- Głównym celem było zaprezentowanie dotychczasowych przedsięwzięć i osiągnięć w zakresie projektów z Programu Operacyjnego Wiedza Edukacja Rozwój oraz zapoznanie pracodawców z aktualnymi ofertami i przyszłymi potrzebami szkoleń zawodowych przygotowujących osoby bezrobotne oraz pozostające bez zatrudnienia do wejścia na rynek pracy – wyjaśnia Piotr Grabani, dyrektor biura NOT w Łomży.
Ideą Targów jest także nawiązanie roboczej współpracy instytucji obecnych na rynku pracy z pracodawcami, którzy z wyprzedzeniem mogliby przygotować oferty zatrudnienia dla osób korzystających z projektów szkoleniowych, zdobywających poszukiwane kwalifikacje.
- Nasze targi pracy mają formułę otwartą. Może się na nich pojawić każdy, kto czuje potrzebę zdobycia informacji na temat przygotowywanych projektów, z których pracodawcy będą mogli korzystać poprzez pozyskiwanie pracowników przygotowywanych „na miarę” i do aktualnych potrzeb w konkretnych zawodach – dodaje Piotr Grabani.

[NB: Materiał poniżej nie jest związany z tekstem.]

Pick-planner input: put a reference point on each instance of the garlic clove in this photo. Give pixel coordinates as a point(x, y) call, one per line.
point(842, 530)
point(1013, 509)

Za szczególnie cenne uważa „wielowątkowy” charakter przedsięwzięcia. Była to przede wszystkim unikalna okazja spotkania w jednym miejscu i czasie trzech głównych środowisk: osób poszukujących zatrudnienia, pracodawdców oraz instytucji, które analizują potrzeby rynku pracy i reagują na nie różnymi ofertami szkoleń i kursów zawodowych. Rozmowom towarzyszyły prezentacje przygotowane przez organizatorów, które zobrazowały dotychczasowe osiągnięcia projektów realizowanych wspólnie przez NOT i urzędy pracy.
Tegoroczne Tagi Pracy miały swój specjalny akcent „praktyczny”. Organizatorzy zaprosili unikalny w Polsce symulator pracy w kabinie kolejowego maszynisty. Wielka ciężarówka z urządzeniem zaparkowała na Starym Rynku.
- To, że w Łomży kończą się tory, to nie oznacza, że nie możemy kształcić przyszłych kolejarzy. Zaprosiliśmy młodzież ze szkół łomżyńskich, ale także z Moniek, gdzie powstaje klasa o profilu technik kolejnictwa. Zresztą nie chodzi tylko o młodzież. W drugiej połowie roku będziemy realizowali duży projekt, w którym Łomża będzie liderem. Są tam spore pieniądze na kształcenie zawodowe osób dorosłych. Dofinansowanie w postaci tzw. bonów może w tym przypadku sięgać nawet 15 tysięcy złotych – mówi Piotr Grabani.